To downscale the observed number of eggs on a weekly basis, we first need to add the missing dates to the observational data.frame. This means temporally extending the data.frame to cover the whole year.
```{r}
mySeq <- tibble("date"=seq.Date(as.Date('2014-01-01'), as.Date('2014-12-31'), by="day")) %>% 
          mutate(temporalID = paste0(lubridate::year(date), "_" , lubridate::week(date)), 
                 wday = wday(date) ) %>% 
  filter(wday ==2) %>% 
  select(date, temporalID)  
  
#add temporal ID to the observational dataset and merge the missing dates
tmp <- templatedf %>%
  mutate(temporalID=paste0(year,  "_",  stringr::str_pad(week(sampling_date), 2, pad="0"))) %>% 
  select(temporalID, value, delta_week) %>% 
  full_join(mySeq, by="temporalID" ) %>% 
  arrange(date)

tmp %>% print(n=52)
```

# 3. The `spreader` function

## 3.1 User-defined sampling period
We can now apply the `spreader` function, specifying the required arguments and observing the temporal downscaling performed on the `value_adj` field.
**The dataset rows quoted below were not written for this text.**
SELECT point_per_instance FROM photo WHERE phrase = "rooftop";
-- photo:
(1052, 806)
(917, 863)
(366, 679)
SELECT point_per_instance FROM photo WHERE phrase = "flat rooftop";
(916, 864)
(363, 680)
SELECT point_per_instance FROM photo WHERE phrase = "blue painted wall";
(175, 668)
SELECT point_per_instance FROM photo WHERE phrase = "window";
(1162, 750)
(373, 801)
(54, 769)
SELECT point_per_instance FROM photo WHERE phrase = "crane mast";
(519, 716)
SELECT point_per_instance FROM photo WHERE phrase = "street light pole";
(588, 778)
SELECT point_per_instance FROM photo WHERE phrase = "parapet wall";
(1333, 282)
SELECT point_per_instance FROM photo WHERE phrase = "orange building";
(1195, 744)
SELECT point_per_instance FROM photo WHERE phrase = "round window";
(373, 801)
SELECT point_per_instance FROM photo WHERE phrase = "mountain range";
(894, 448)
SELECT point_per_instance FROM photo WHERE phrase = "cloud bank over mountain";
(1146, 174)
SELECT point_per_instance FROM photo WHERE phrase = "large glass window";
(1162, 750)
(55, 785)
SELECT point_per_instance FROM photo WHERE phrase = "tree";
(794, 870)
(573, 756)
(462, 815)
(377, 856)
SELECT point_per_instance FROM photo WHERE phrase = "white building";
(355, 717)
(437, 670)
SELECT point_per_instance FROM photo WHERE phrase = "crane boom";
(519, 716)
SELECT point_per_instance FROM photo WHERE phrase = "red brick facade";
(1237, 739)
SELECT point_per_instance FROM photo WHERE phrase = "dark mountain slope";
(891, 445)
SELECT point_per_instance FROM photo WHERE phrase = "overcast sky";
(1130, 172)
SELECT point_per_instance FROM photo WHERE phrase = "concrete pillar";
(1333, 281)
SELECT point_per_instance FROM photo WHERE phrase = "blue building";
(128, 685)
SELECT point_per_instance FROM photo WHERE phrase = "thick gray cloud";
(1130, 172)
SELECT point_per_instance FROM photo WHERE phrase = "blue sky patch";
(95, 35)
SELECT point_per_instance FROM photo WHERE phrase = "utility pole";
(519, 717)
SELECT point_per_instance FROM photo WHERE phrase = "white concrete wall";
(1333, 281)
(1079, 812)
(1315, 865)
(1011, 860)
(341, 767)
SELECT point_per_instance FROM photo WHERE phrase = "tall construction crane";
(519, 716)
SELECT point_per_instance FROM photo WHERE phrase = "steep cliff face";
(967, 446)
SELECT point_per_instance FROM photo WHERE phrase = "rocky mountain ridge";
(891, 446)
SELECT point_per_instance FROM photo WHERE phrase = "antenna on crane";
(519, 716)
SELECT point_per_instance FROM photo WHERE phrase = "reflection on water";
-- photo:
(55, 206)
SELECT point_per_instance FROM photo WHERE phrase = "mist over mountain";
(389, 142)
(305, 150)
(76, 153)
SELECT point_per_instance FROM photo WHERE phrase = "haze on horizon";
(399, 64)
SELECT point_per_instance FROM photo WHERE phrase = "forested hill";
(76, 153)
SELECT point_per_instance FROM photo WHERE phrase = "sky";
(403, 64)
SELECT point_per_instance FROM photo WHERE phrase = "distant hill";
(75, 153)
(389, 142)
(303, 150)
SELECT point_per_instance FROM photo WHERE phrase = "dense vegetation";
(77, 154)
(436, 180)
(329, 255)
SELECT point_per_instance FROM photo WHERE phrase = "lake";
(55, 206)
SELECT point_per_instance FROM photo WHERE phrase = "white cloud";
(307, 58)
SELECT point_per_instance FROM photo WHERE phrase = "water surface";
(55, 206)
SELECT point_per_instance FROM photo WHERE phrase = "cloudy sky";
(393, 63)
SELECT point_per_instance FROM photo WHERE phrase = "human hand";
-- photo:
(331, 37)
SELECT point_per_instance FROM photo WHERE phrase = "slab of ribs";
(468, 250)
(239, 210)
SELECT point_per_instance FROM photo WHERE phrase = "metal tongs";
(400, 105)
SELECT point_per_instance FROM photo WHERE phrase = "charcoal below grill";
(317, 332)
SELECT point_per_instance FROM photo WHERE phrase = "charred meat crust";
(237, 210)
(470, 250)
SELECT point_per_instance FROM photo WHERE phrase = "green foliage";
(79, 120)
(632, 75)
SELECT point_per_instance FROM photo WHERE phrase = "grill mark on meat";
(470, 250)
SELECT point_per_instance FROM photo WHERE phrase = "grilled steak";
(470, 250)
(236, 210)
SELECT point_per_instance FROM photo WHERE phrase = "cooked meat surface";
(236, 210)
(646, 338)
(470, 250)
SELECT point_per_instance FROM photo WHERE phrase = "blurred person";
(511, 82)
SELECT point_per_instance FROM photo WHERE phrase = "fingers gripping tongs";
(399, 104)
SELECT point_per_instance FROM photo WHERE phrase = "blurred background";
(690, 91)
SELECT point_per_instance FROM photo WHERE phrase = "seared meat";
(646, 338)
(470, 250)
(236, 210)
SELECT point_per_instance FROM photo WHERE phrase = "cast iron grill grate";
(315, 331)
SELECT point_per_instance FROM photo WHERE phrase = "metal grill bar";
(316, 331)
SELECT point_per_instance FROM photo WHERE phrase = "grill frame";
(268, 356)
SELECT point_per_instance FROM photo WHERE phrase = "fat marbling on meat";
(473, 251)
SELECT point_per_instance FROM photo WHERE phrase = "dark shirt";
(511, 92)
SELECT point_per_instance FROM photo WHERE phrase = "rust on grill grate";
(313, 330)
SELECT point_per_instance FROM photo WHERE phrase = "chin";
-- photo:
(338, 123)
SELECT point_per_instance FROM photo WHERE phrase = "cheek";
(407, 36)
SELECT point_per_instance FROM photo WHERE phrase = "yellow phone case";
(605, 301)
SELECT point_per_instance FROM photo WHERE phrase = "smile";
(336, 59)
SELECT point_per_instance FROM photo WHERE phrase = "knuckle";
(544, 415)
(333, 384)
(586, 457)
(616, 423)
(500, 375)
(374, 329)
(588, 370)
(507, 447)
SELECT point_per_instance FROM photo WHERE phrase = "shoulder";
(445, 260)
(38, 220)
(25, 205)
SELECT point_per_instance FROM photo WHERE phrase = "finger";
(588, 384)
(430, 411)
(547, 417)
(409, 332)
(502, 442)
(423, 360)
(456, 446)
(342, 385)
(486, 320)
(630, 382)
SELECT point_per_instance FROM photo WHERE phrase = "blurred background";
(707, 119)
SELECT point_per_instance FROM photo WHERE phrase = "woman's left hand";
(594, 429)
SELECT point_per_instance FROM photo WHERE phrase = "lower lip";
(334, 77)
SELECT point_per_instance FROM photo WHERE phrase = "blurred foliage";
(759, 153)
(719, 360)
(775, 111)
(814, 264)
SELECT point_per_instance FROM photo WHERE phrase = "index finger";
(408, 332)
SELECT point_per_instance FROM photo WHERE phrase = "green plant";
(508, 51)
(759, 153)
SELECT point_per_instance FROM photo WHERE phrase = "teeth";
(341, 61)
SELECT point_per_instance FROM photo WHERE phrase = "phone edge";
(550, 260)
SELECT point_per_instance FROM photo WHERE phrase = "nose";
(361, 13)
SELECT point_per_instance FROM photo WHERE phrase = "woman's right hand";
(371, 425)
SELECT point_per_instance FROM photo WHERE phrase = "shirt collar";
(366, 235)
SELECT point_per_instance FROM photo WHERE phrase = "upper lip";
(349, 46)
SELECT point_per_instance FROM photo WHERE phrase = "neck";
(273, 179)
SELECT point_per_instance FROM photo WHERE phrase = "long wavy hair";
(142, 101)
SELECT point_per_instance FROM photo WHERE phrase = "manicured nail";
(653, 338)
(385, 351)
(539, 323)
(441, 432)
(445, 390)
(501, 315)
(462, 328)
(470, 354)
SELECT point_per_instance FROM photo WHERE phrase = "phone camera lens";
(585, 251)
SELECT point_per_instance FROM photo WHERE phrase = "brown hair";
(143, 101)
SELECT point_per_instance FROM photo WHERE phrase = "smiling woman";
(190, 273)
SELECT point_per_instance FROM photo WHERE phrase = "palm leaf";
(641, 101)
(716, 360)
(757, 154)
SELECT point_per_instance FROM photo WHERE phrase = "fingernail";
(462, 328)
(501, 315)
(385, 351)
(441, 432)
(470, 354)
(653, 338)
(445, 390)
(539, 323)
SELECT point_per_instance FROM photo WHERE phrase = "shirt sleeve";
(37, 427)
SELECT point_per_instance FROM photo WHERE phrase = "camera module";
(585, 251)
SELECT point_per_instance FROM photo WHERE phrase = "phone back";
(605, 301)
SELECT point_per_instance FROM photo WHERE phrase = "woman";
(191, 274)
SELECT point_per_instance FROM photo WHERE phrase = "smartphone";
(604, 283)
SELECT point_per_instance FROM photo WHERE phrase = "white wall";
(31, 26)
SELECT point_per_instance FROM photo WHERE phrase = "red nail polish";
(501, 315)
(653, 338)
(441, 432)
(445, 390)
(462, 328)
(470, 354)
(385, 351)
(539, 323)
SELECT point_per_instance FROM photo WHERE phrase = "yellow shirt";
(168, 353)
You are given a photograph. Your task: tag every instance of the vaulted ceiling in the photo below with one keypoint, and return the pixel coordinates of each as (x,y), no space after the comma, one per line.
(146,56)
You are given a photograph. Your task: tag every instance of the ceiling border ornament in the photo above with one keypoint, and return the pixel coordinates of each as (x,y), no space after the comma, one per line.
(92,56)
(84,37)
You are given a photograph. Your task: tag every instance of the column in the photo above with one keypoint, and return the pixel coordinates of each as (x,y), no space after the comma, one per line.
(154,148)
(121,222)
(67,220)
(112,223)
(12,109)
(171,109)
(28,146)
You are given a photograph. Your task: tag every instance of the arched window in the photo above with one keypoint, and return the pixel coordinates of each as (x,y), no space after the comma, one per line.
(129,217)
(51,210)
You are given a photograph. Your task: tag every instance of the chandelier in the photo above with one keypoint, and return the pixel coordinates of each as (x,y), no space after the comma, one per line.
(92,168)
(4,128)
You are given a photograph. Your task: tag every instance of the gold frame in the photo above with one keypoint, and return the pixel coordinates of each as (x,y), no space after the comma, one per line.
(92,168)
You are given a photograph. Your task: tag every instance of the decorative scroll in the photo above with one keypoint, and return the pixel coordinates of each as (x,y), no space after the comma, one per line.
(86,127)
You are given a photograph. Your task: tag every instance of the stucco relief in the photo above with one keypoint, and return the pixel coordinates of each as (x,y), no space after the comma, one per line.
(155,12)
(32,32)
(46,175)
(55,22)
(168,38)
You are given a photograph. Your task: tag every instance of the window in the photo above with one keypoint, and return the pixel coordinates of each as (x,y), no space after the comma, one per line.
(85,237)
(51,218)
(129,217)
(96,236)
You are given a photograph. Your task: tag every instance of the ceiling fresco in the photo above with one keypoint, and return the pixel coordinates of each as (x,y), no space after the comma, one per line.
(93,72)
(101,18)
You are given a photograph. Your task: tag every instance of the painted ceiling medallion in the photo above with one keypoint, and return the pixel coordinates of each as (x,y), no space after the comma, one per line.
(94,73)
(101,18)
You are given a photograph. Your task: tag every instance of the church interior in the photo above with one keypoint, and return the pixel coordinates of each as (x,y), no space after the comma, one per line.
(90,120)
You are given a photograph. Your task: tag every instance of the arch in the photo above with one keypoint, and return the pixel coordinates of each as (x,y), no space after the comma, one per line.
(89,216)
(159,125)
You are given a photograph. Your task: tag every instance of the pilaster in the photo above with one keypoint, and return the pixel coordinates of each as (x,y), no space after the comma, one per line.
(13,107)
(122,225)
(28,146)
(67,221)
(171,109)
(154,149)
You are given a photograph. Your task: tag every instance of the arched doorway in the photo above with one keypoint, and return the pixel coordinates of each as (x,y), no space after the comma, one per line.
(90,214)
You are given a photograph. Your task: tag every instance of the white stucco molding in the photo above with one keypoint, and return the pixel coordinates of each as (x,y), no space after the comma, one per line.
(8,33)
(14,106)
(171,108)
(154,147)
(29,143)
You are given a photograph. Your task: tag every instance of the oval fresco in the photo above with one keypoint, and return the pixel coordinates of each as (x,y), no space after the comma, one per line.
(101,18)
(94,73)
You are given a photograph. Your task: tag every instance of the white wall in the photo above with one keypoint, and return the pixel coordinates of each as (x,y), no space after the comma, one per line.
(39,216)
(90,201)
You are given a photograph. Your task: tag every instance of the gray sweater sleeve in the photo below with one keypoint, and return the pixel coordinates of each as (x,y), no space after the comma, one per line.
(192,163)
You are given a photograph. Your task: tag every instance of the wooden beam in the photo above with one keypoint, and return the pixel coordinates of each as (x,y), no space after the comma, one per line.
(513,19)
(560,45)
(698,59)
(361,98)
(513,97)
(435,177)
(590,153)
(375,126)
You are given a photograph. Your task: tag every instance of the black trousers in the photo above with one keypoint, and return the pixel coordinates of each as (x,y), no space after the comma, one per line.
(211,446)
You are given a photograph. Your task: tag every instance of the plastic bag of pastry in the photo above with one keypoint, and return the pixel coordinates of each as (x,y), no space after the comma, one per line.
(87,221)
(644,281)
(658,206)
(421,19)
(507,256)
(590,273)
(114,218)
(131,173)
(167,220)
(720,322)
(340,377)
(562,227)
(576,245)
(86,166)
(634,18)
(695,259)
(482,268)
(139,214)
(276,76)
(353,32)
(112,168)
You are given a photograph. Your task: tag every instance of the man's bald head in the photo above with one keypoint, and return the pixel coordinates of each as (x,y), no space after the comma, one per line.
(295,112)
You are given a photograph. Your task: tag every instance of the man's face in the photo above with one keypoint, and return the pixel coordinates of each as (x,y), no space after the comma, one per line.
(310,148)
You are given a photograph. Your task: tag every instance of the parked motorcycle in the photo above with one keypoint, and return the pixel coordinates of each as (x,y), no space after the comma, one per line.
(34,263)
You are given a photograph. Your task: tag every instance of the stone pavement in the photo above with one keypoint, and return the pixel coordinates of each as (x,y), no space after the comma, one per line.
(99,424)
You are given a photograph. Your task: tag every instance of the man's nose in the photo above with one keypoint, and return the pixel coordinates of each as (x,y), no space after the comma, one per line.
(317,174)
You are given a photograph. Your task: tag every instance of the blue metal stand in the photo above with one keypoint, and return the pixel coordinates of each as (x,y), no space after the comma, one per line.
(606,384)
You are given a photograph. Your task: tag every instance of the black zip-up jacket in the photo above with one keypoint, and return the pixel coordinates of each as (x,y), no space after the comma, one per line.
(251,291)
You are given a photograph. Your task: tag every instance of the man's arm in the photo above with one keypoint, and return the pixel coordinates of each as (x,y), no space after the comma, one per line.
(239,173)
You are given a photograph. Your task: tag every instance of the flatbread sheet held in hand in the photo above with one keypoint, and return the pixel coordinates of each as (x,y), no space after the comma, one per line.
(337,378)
The parameter `counter.field` is set to consider the `delta_week` column as a specification for the length (in weeks) of each sampling.

```{r}
# apply spreader function
ex <- spreader(mydf = tmp, 
         date.field = "date", 
         value.field = "value", 
         counter.field = "delta_week",
         seed=123)
ex %>% print(n=52)
```

To visualize the effect of the temporal downscaling: 

```{r, warning=FALSE}
cols <- c("Observed" = "#E1BE6A", "Post-processed" = "#40B0A6" )

dplyr::bind_rows(templatedf %>% 
  mutate(week = lubridate::week(sampling_date), 
         field = "Observed") %>% 
  select(week, value, field), 
  ex %>% 
  mutate(week = lubridate::week(date), 
         field = "Post-processed") %>% 
  select(week, value_adj, field) %>%   
  dplyr::rename(  value = value_adj)
  )%>% 
  ggplot(aes(week, value,  col=field, fill=field)) + 
  geom_bar(position="dodge", stat="identity", size=0.5, width = 0.8)+
  scale_color_manual(values = cols)+
  scale_fill_manual(values = cols)+
  ylim(0, 250)+
  facet_wrap(~field,nrow=2)+
  labs(x="Week", y="Egg abundance" )+
  scale_x_continuous( breaks = seq(5, 50, by =5), limits=c(1, 52))+
  theme_classic()+
  theme(legend.background=element_blank(),
        panel.grid = element_blank(),
        legend.position = 'none',
        text = element_text(size=16), 
        strip.text = element_text(size=16),
        legend.text = element_text(size=16,angle = 0), legend.title = element_text(size=16),
        legend.key.size = unit(1.5, 'cm'))
```

Firstly, we can note that the new observations consist of zeros for weeks 1-8 (January and February). From March up to mid-April `value_adj = NA` as no actual data was recorded. Sampling started on week 17 and the trap was collected 2 weeks later (week 19) with no eggs collected (value=0). Thus `value_adj = 0` for the three considered weeks. The first observation different from 0 occurred on week 28 when 53 eggs were collected over two weeks. Thus the observation was spread on weeks 27 and 28 with `value_adj` equal to 24 and 29 respectively (24+29 = 53). 

We remark that observations are reallocated randomly; the spreader function allows us to specify the seed in the arguments, so it is possible to recreate the same new dataset using the same seed.

Finally, the monitoring activity ended on week 46 (mid-November), so we averaged those samplings and spread them over the month. As no data was recorded in December, `value_adj` is set equal to zero. 

## 3.2 Automatic detection of the sampling period

In this section we apply the `spreader` function with no specification for the `counter.field` argument.

```{r}
# apply spreader function
ex_noSampl <- spreader(mydf = tmp, 
         date.field = "date", 
         value.field = "value", 
         counter.field = NULL,
         seed=123)
```

The output is the same as the one obtained previously since we used the same seed value. This is even more clear from the following plot:

```{r, warning=FALSE}
plot(ex$value_adj, ex_noSampl$value_adj, 
     xlab ="User-defined counter.field", 
     ylab ="Automatic counter.field")
abline(a=0,b=1,lty=2)
```

# 4. Usage notes
In this example, the *week* was defined as the fundamental temporal unit. However, the function can be applied with the same rationale to other temporal units, i.e. *days*.